Liberté d’expression: Nicole Belloubet veut s’attaquer à la loi de 1881


Liberté d’expression: Nicole Belloubet veut s’attaquer à la loi de 1881:

La ministre de la justice veut lancer une réflexion sur la sortie de la loi sur la liberté de la presse des infractions liées aux « propos haineux » sur internet, qui pourraient ainsi par exemple être jugées en comparution immédiate. Au risque de créer « une nouvelle bureaucratie de la censure », voire de « privatiser » le contrôle de la liberté d’expression, estiment ses détracteurs.

Dans le viseur des politiques depuis plusieurs années, la loi du 29 juillet 1881 sur la liberté de la presse pourrait être bientôt réformée afin d’en sortir certaines infractions, a annoncé la ministre de la justice Nicole Belloubet dans une interview
publiée le samedi 15 juin par Le JDD.

La garde des Sceaux était interrogée sur la proposition de loi de la députée LREM Laetitia Avia sur la haine sur internet qui doit être examinée par l’Assemblée nationale au mois de juillet. Ce texte prévoit déjà, notamment, d’imposer aux hébergeurs
un retrait sous 24 heures des contenus sous peine d’amende. Mais « certains proposent d’aller plus loin car la sanction de la plupart de ces actes relève de la loi sur la liberté de la presse de 1881, explique Nicole Belloubet au JDD. Ces personnes ou ces associations pensent qu’il faudrait sortir l’injure et la diffamation de la loi de 1881 sur la liberté de la presse pour l’inscrire dans le droit pénal commun, pour donner plus de pouvoir aux magistrats et accélérer la réponse ».

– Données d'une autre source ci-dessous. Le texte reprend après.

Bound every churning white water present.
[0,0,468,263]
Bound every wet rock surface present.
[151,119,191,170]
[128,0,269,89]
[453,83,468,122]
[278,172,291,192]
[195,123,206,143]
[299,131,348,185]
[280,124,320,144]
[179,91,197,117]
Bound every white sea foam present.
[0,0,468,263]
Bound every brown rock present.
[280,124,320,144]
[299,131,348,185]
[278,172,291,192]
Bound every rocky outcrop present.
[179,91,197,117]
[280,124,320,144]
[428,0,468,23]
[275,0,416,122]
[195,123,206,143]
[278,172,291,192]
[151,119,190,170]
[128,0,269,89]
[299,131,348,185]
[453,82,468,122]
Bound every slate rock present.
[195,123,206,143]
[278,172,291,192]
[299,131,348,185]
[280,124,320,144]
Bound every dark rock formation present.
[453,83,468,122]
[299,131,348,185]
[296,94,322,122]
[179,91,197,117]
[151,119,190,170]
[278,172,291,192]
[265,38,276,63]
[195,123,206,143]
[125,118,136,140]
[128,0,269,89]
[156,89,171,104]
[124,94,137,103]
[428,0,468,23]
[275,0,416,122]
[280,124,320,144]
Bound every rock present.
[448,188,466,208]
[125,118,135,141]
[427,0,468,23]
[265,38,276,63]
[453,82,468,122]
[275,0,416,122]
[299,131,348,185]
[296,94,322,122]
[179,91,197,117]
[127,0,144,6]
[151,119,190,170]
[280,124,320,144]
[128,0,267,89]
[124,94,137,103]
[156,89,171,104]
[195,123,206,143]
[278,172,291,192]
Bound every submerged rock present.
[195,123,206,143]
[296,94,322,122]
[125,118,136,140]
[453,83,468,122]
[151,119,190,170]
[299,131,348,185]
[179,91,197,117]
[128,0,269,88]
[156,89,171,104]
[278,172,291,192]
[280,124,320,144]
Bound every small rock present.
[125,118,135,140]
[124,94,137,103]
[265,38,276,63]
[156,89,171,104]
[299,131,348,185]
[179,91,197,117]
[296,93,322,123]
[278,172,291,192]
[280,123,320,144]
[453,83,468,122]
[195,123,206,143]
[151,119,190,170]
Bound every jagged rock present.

Nicole Belloubet. © Reuters

Nicole Belloubet. © Reuters

Ce basculement aurait des conséquences considérables. Texte fondateur de la liberté de la presse et de la liberté d’expression, la loi de 1881 a mis en place un régime spécifique permettant de protéger celles-ci, avec des garanties procédurales, comme
des délais de prescription plus courts ou encore l’interdiction de la détention provisoire. Le passage de ces infractions dans le code pénal permettrait, notamment, de faciliter les perquisitions ou encore les comparutions immédiates.

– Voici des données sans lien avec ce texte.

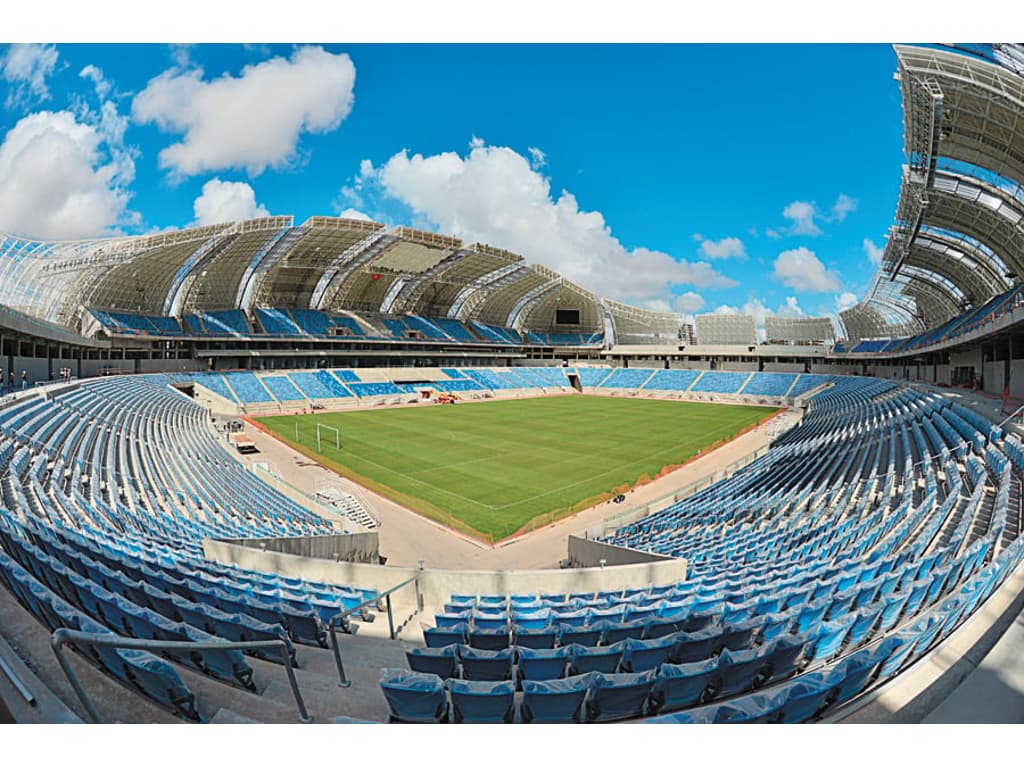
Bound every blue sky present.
[0,43,903,327]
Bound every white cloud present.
[836,291,857,312]
[775,296,804,317]
[132,46,355,176]
[700,238,746,259]
[193,178,270,226]
[0,112,134,240]
[782,200,821,237]
[353,141,737,303]
[828,193,857,221]
[338,208,373,221]
[863,238,885,266]
[672,291,705,314]
[0,43,58,108]
[712,296,806,341]
[771,246,843,292]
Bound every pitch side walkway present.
[222,406,801,570]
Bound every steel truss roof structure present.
[0,216,681,343]
[841,44,1024,339]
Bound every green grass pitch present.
[256,395,777,541]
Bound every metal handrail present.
[50,627,313,723]
[327,574,423,688]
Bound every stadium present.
[0,39,1024,725]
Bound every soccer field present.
[256,395,777,541]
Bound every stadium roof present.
[0,211,680,343]
[841,44,1024,339]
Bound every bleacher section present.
[739,374,797,397]
[643,371,700,392]
[690,371,749,394]
[601,368,654,389]
[381,374,1024,723]
[174,367,835,410]
[0,369,1024,722]
[89,307,604,347]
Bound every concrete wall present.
[568,534,673,568]
[203,540,686,623]
[6,355,48,388]
[765,362,804,374]
[217,531,380,563]
[140,359,206,374]
[949,347,981,372]
[984,360,1007,394]
[811,362,860,376]
[718,360,758,372]
[1010,360,1024,397]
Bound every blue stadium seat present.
[380,669,449,723]
[519,675,593,723]
[516,647,569,681]
[447,680,515,723]
[459,645,512,681]
[585,671,655,723]
[406,645,459,680]
[650,658,718,713]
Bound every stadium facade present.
[0,45,1024,722]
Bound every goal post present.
[316,422,341,454]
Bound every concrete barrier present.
[214,531,380,563]
[204,540,686,622]
[569,534,675,568]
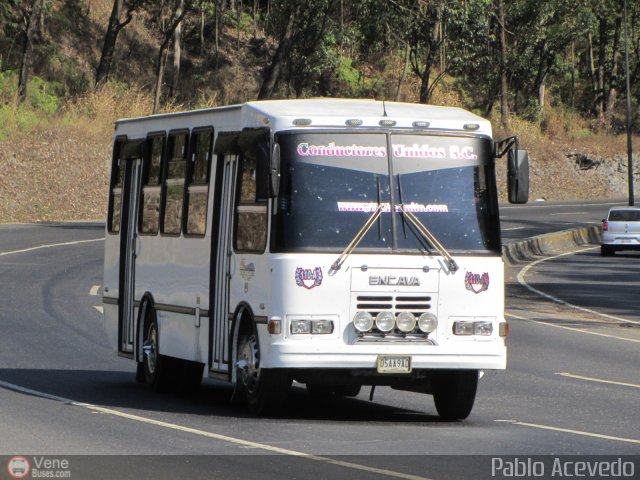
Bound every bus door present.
[209,154,238,374]
[118,141,143,354]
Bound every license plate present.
[377,355,411,373]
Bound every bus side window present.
[185,129,213,236]
[107,138,126,233]
[162,132,189,235]
[234,152,267,253]
[139,135,165,235]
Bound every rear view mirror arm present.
[494,135,520,158]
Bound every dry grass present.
[0,78,640,223]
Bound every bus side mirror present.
[269,143,280,197]
[507,148,529,203]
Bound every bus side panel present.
[135,235,210,363]
[102,228,120,351]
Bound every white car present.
[600,207,640,257]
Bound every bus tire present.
[142,308,171,391]
[334,385,362,397]
[236,330,292,415]
[433,370,478,420]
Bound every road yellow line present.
[556,372,640,388]
[505,313,640,343]
[517,247,640,325]
[495,420,640,444]
[0,380,430,480]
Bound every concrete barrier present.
[502,225,602,265]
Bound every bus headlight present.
[396,312,416,333]
[376,312,396,333]
[311,320,333,334]
[291,319,333,335]
[353,312,373,333]
[418,313,438,333]
[473,322,493,337]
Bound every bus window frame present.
[107,135,129,235]
[159,128,191,238]
[138,130,169,237]
[181,125,215,238]
[231,150,271,255]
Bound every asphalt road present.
[500,200,627,242]
[0,205,640,480]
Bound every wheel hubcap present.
[142,324,158,374]
[238,335,260,395]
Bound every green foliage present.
[0,71,61,140]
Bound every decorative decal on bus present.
[338,202,449,213]
[296,267,322,290]
[240,258,256,282]
[298,142,387,157]
[393,143,478,160]
[464,272,489,293]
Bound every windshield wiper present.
[399,205,458,273]
[329,202,383,275]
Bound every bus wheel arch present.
[233,305,292,415]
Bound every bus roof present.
[116,98,491,137]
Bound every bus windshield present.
[271,132,500,253]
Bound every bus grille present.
[353,294,434,344]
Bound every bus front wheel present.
[433,370,478,420]
[142,309,169,390]
[236,331,292,415]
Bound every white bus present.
[103,99,528,419]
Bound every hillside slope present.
[0,0,640,223]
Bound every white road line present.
[549,212,589,216]
[518,247,640,325]
[555,372,640,388]
[495,420,640,444]
[505,313,640,343]
[0,237,104,257]
[500,202,625,210]
[0,380,430,480]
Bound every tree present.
[95,0,143,86]
[258,0,300,100]
[17,0,43,105]
[169,0,184,98]
[153,0,192,113]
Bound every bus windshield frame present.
[270,130,501,255]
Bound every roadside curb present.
[502,225,601,265]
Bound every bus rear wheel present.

La ministre de la justice se dit consciente de la sensibilité du sujet. « On ne peut modifier un tel texte que d’une main tremblante et après mûre réflexion. Je comprends bien qu’il pourrait être intéressant de sortir de la loi de 1881, par exemple pour juger en comparution immédiate les auteurs récidivistes d’injures. Le problème, ce sont les limites : à partir de quel moment va-t-on considérer qu’un acte relève d’une agression raciste, homophobe, antisémite ? »,
explique-t-elle au JDD.

Pour trancher ce « débat, complexe et délicat », Nicole Belloubet annonce qu’elle sollicitera pour avis la Commission nationale consultative des droits de l’homme (CNCDH) et constituera un groupe de travail sur le sujet. Leurs conclusions
devraient être rendues à l’automne prochain.

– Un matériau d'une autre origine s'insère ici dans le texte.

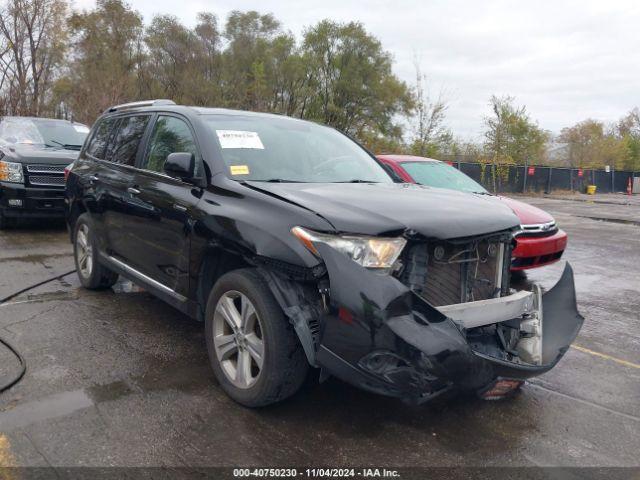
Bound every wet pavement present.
[0,198,640,467]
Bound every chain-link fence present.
[448,161,640,193]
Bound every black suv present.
[67,100,582,406]
[0,117,89,229]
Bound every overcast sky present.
[74,0,640,138]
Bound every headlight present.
[291,227,407,270]
[0,161,24,183]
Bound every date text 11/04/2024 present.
[233,468,400,478]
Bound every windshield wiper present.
[45,139,82,150]
[332,178,380,183]
[255,178,304,183]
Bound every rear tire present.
[73,213,118,290]
[205,268,309,407]
[0,211,16,230]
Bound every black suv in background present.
[67,100,582,406]
[0,117,89,229]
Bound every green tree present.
[484,96,549,164]
[59,0,144,123]
[223,11,282,110]
[617,107,640,171]
[299,20,413,138]
[559,119,625,168]
[0,0,68,115]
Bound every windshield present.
[0,118,89,150]
[204,115,392,183]
[401,162,488,193]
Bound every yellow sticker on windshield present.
[229,165,249,175]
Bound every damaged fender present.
[316,244,583,400]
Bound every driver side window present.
[142,115,199,173]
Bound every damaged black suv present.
[67,100,582,407]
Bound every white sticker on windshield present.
[216,130,264,150]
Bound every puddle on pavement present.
[576,215,640,227]
[8,285,79,305]
[111,277,146,293]
[86,380,133,403]
[0,253,72,263]
[0,390,93,431]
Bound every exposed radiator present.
[400,236,511,307]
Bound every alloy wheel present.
[213,290,264,389]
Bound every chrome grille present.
[514,221,558,237]
[27,165,66,173]
[29,175,64,187]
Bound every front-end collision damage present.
[262,243,583,402]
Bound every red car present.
[378,155,567,271]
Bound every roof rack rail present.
[105,98,176,113]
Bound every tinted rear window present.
[87,118,115,159]
[107,115,149,165]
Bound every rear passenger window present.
[87,118,115,159]
[142,115,199,175]
[107,115,149,165]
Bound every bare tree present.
[411,61,453,156]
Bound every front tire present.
[0,211,15,230]
[205,268,309,407]
[73,213,118,290]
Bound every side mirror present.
[164,152,205,187]
[380,162,405,183]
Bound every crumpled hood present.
[498,197,553,225]
[0,144,80,165]
[246,182,520,240]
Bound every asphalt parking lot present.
[0,194,640,467]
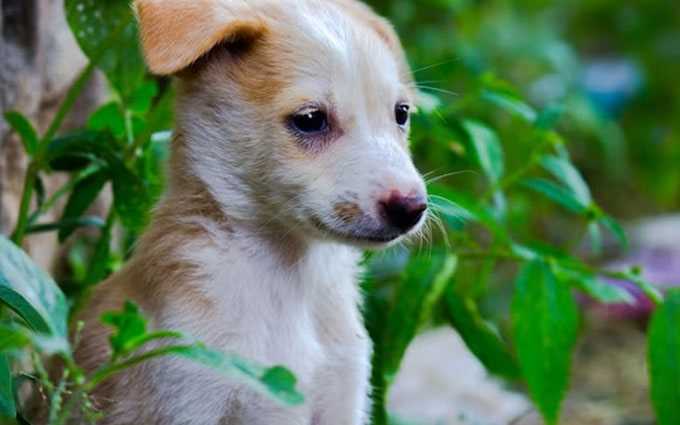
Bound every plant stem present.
[28,165,101,225]
[12,62,95,246]
[83,345,197,393]
[12,161,38,246]
[39,61,96,147]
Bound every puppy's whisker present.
[415,84,460,97]
[424,170,479,184]
[412,58,460,75]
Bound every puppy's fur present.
[76,0,425,425]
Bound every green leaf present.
[111,161,152,233]
[599,215,630,250]
[428,184,508,240]
[445,286,520,380]
[59,169,109,242]
[588,221,602,255]
[260,366,304,405]
[541,155,593,206]
[381,254,457,383]
[46,130,117,171]
[534,103,565,131]
[65,0,145,99]
[0,236,68,340]
[163,345,304,405]
[481,89,537,123]
[428,195,476,230]
[5,111,40,156]
[552,262,635,304]
[128,80,158,114]
[648,289,680,425]
[26,216,106,233]
[85,212,115,285]
[463,120,504,184]
[512,260,579,425]
[87,102,125,139]
[101,301,147,358]
[521,178,588,214]
[0,350,17,423]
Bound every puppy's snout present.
[378,192,427,233]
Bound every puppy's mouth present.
[311,216,404,245]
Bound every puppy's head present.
[136,0,426,246]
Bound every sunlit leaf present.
[552,262,635,304]
[382,254,457,382]
[522,178,588,214]
[445,287,520,379]
[111,161,152,232]
[101,302,146,357]
[5,111,39,156]
[166,345,304,405]
[512,260,579,425]
[65,0,145,99]
[128,80,158,114]
[481,90,537,123]
[0,236,68,340]
[534,103,565,131]
[0,354,17,423]
[59,170,109,242]
[87,102,126,139]
[599,215,630,250]
[463,120,504,183]
[648,289,680,425]
[541,155,593,206]
[428,184,508,240]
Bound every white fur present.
[91,0,425,425]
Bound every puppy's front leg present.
[235,394,312,425]
[312,342,370,425]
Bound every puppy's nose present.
[379,192,427,233]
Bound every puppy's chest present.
[169,240,365,376]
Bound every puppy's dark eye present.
[290,109,328,134]
[394,103,411,126]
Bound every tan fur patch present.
[135,0,266,75]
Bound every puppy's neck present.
[150,131,324,265]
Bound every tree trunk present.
[0,0,106,269]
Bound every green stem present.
[38,62,96,151]
[12,161,38,246]
[83,345,193,393]
[12,62,95,246]
[28,164,101,225]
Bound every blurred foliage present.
[0,0,680,425]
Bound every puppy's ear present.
[333,0,412,80]
[134,0,266,75]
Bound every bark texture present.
[0,0,106,269]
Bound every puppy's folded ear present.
[134,0,266,75]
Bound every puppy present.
[76,0,426,425]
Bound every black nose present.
[380,194,427,232]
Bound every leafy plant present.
[0,0,680,425]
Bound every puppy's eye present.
[394,103,411,126]
[290,109,328,134]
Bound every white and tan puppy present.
[77,0,426,425]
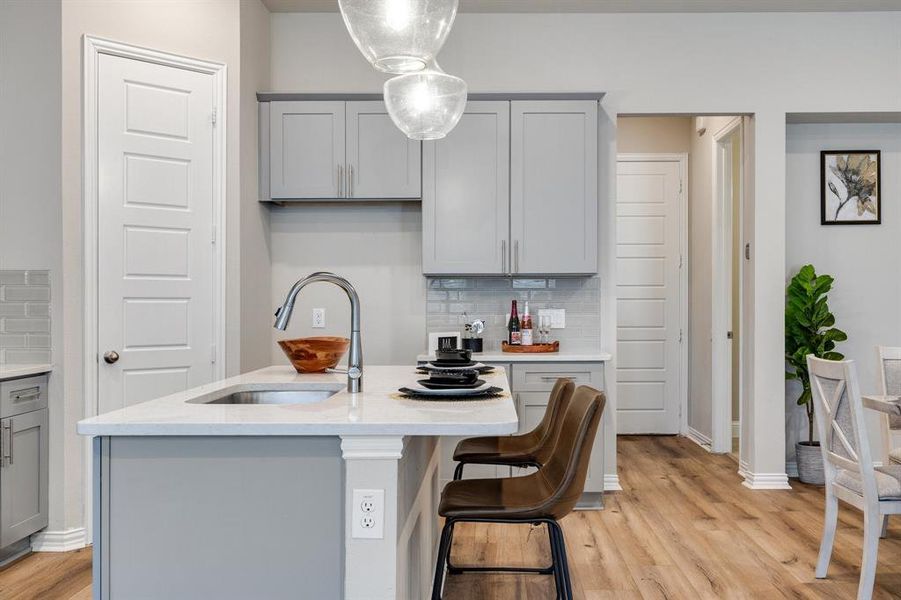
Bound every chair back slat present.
[807,355,878,501]
[878,346,901,430]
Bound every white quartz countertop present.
[78,366,518,436]
[0,364,53,381]
[416,352,613,363]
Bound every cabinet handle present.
[0,418,13,467]
[12,387,41,403]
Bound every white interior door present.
[97,54,216,413]
[616,158,682,433]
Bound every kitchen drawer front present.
[0,375,47,419]
[512,363,604,394]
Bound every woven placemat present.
[394,387,507,402]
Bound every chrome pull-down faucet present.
[275,271,363,394]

En réalité, ce n’est pas réellement la question de la sortie globale de la loi de 1881 de « l’injure et de la diffamation » qui sera mise sur la table. Contacté par Mediapart, le cabinet de la ministre a en effet précisé que seule
la question des « propos haineux » sur internet serait étudiée. « L’injure et la diffamation, ça représente 90 % du contentieux. Autant dire que ça aurait revenu à tout simplement proposer la suppression de la loi de 1881 »,
pointe Me Christophe Bigot, avocat spécialisé en droit de la presse.

Mais dans ce cas, pourquoi ne pas passer par la proposition de loi de Laetitia Avia ? « Le sujet est sensible, complexe et il demande une mûre réflexion, fait savoir le cabinet de la ministre. Nicole Belloubet est très attachée à la liberté d’expression comme principe fondamental. La question qui se pose est de savoir comment la concilier avec la répression efficace de la haine en ligne. »

« Il y a plein de choses qui se mélangent dans cette interview, estime Christophe Bigot. Il y a un débat déjà existant sur l’opportunité de laisser dans la loi de 1881 toutes les infractions de haine. Certaines associations, comme la Licra par exemple, militent depuis plusieurs années pour faire sortir ces infractions de la loi de 1881 pour les faire basculer dans le droit commun. Ce débat avait été arbitré dans la loi Égalité et citoyenneté de janvier 2017. Mais ce texte s’est révélé être une cote mal taillée. Il a facilité les poursuites, doublé les peines pour les auteurs d’injures racistes tout en maintenant les infractions dans la loi de 1881. »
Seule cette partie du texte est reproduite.